Im Juni feierte Dwain Chambers in Gateshead ein beeindruckendes Comeback. Er rannte die 100 Meter in 10,07 Sekunden, schneller ist während seiner Abwesenheit kein Brite gewesen. Beim Europacup in Malaga kehrte er ins britische Team zurück und wurde Zweiter hinter dem Franzosen Ronald Pognon. „Für die Chance, noch einmal das britische Trikot tragen und mein Land vertreten zu dürfen, bin ich sehr dankbar“, sagte Chambers damals. Bei den britischen Trials warf ihn jedoch eine Oberschenkelverletzung zurück. Er musste im Halbfinale aufgeben und verdankt seinen Startplatz im britischen EM-Team vor allem seiner guten Vorleistung in Gateshead.

In Großbritannien ist die Öffentlichkeit offenbar bereit, an Chambers Läuterung zu glauben.

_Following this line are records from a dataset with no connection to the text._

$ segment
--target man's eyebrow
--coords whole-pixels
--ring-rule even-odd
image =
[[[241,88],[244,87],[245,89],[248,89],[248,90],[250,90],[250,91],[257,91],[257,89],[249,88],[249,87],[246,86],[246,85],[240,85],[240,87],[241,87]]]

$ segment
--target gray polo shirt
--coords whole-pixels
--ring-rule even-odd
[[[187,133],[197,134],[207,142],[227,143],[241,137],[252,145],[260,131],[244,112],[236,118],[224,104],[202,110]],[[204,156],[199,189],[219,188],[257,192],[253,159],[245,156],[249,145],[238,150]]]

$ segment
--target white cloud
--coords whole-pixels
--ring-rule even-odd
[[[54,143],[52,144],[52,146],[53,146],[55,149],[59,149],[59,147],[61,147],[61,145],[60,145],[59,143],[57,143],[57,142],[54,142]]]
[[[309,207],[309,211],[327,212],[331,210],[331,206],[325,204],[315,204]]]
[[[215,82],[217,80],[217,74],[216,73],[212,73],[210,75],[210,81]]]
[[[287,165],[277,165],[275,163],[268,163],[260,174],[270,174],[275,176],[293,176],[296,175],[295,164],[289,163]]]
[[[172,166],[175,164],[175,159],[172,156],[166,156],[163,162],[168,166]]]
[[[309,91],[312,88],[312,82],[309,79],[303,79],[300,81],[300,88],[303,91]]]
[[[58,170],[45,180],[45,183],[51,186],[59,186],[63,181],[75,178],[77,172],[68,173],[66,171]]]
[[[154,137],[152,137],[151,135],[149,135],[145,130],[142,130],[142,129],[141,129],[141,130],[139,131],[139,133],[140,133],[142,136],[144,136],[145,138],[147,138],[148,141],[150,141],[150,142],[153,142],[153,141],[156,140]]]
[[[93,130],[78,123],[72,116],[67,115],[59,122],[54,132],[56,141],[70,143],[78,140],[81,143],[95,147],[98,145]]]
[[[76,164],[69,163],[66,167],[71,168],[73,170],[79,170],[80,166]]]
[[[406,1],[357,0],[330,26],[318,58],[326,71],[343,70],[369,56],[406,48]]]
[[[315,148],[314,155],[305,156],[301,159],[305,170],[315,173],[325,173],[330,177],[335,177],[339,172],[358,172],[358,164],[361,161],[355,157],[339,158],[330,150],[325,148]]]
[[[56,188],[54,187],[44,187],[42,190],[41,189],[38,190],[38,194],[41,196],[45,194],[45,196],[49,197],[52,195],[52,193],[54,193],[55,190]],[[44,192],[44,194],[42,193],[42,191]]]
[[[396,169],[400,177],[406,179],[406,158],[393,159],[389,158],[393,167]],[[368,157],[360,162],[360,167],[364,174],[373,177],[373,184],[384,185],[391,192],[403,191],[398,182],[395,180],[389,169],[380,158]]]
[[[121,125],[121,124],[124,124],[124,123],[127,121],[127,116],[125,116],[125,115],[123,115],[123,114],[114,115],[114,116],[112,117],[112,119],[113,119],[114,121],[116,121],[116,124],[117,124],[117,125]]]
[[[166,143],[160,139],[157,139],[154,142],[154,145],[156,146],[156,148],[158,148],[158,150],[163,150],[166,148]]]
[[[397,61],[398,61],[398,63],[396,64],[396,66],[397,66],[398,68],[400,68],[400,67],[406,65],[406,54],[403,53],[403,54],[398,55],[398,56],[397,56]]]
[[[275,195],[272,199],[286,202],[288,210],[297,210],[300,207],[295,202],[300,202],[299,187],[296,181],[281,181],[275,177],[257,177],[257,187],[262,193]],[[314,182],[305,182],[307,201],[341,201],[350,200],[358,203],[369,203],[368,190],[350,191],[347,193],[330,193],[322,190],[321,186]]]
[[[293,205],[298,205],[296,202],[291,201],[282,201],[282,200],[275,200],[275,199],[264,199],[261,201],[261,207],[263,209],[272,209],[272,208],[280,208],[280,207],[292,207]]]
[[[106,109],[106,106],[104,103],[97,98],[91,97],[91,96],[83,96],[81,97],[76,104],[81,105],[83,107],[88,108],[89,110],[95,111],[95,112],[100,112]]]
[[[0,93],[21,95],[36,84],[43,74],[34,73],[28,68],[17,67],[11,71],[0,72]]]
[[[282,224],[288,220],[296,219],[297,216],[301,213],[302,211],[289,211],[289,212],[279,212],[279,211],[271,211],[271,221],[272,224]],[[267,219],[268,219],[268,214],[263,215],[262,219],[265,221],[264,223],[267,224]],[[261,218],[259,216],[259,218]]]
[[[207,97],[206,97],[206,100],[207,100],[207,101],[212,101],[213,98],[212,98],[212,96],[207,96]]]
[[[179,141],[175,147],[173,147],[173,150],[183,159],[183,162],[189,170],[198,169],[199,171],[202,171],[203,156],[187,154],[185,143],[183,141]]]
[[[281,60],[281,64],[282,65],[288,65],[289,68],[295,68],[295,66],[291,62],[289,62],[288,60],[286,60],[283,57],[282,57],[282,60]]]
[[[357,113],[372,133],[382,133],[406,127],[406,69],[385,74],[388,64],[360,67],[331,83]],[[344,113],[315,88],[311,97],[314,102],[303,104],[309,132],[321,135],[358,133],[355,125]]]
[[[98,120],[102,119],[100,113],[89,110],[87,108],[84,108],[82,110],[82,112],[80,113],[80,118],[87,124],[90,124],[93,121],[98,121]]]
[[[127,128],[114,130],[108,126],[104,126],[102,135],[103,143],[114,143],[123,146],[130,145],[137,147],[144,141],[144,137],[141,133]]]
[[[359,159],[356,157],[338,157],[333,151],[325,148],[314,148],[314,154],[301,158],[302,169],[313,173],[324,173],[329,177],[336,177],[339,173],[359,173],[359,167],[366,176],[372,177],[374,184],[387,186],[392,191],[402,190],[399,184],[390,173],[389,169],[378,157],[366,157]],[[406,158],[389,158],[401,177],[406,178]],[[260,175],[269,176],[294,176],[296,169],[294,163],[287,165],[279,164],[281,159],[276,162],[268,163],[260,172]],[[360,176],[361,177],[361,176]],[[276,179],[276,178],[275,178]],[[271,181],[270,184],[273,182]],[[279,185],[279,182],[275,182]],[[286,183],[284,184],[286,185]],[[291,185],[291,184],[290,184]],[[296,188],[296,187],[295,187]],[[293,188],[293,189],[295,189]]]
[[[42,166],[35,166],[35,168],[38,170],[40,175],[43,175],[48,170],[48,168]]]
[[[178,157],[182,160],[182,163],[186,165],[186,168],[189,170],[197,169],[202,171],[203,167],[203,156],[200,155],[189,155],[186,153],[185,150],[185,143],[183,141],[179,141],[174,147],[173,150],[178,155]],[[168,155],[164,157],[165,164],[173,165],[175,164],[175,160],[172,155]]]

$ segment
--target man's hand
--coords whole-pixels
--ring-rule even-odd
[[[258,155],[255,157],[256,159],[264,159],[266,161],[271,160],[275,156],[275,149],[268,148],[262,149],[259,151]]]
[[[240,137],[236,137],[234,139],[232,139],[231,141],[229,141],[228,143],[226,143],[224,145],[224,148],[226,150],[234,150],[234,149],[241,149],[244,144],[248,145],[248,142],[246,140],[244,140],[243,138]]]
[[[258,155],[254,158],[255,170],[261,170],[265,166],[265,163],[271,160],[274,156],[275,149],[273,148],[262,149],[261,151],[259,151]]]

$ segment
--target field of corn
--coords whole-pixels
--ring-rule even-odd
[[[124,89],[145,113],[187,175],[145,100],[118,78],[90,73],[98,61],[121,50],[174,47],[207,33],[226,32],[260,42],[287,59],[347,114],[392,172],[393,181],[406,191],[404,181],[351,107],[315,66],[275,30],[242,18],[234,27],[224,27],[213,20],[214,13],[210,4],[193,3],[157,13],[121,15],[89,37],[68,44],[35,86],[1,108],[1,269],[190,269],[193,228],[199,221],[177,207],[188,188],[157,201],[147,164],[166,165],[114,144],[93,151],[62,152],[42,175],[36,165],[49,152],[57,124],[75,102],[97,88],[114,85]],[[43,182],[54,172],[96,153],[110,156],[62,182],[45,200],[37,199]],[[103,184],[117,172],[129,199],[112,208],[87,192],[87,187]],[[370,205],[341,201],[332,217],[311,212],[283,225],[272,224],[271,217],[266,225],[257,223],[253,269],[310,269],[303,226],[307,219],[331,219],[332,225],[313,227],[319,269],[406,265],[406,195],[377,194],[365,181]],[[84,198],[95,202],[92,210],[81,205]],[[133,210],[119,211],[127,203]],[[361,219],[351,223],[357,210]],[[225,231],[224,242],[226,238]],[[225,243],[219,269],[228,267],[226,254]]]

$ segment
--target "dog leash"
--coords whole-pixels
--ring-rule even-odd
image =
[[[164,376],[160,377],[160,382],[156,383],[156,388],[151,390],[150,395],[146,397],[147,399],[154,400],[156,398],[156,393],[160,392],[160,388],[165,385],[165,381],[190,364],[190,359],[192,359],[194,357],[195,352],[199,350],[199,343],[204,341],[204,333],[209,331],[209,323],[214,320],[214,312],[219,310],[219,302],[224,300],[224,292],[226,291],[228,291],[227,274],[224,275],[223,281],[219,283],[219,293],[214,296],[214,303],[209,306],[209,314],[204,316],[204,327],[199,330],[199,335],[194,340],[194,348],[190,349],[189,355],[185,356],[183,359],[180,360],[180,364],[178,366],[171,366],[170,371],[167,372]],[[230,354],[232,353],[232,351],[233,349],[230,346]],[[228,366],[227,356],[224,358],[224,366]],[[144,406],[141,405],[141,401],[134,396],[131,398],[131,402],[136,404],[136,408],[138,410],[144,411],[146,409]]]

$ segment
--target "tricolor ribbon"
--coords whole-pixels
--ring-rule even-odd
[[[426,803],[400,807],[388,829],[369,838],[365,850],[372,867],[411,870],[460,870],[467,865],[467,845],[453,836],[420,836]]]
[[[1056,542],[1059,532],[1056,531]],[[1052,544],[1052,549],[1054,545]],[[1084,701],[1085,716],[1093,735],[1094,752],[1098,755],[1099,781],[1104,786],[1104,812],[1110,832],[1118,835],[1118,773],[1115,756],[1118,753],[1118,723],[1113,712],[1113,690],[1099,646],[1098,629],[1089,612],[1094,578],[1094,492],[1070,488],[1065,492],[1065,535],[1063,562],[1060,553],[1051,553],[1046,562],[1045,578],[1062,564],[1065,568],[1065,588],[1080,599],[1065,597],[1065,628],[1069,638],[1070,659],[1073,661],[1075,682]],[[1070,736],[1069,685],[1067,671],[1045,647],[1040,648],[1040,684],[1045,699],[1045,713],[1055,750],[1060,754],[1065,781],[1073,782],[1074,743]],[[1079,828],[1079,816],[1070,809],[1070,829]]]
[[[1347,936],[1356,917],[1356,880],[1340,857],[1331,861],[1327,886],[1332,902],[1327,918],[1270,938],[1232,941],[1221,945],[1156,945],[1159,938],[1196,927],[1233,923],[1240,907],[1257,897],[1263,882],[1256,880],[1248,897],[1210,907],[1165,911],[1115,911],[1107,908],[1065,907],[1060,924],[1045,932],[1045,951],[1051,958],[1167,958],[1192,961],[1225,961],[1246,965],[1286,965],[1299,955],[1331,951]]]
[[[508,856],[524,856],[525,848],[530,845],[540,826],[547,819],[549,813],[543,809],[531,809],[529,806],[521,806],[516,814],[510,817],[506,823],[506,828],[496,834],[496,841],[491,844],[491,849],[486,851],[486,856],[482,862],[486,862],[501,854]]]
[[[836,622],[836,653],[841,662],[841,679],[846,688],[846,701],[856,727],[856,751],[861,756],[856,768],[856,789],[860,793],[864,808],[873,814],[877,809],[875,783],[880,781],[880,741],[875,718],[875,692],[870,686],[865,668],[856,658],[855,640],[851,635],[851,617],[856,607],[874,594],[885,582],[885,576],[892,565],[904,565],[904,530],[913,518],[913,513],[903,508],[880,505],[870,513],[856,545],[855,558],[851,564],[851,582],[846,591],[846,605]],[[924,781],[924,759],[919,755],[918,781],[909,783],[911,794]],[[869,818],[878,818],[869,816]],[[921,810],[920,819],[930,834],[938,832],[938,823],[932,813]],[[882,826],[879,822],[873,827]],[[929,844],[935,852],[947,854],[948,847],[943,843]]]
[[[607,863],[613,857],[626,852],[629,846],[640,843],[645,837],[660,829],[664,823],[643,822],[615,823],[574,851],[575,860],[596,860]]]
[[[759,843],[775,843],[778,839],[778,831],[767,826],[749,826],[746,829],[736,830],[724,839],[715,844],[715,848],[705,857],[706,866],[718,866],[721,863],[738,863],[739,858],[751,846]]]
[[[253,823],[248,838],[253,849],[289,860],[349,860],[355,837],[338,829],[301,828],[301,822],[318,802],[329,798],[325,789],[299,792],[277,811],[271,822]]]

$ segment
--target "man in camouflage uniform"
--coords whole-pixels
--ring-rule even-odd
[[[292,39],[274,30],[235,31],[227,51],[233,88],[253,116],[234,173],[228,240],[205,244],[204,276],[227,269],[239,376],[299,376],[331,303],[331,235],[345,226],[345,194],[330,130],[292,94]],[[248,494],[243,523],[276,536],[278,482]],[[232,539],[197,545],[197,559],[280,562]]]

Ein Grund wird wohl sein, dass die Briten keine große Auswahl an Leichtathletik-Helden haben. Keiner ihrer Athleten ist als Führender der europäischen Bestenliste zur EM nach Göteborg gereist. Und Chambers befindet sich als einer von vier Zweitplatzierten noch in der aussichtsreichsten Position. Der Portugiese Francis Obikwelu war mit 10,03 Sekunden bislang nur einen Hauch schneller.

Wenn die beiden Sprinter heute Abend im 100-Meter-Finale sind, wollen sie beide – irgendwie – ihren Titel verteidigen. Obikwelu, der Europameister, will den Titel verteidigen, den er als Zweiter der EM 2002 erst vor fünf Wochen am grünen Tisch zugesprochen bekommen hatte. Und Chambers will den Titel verteidigen, den er unrechtmäßig gewonnen und deshalb wieder verloren hatte.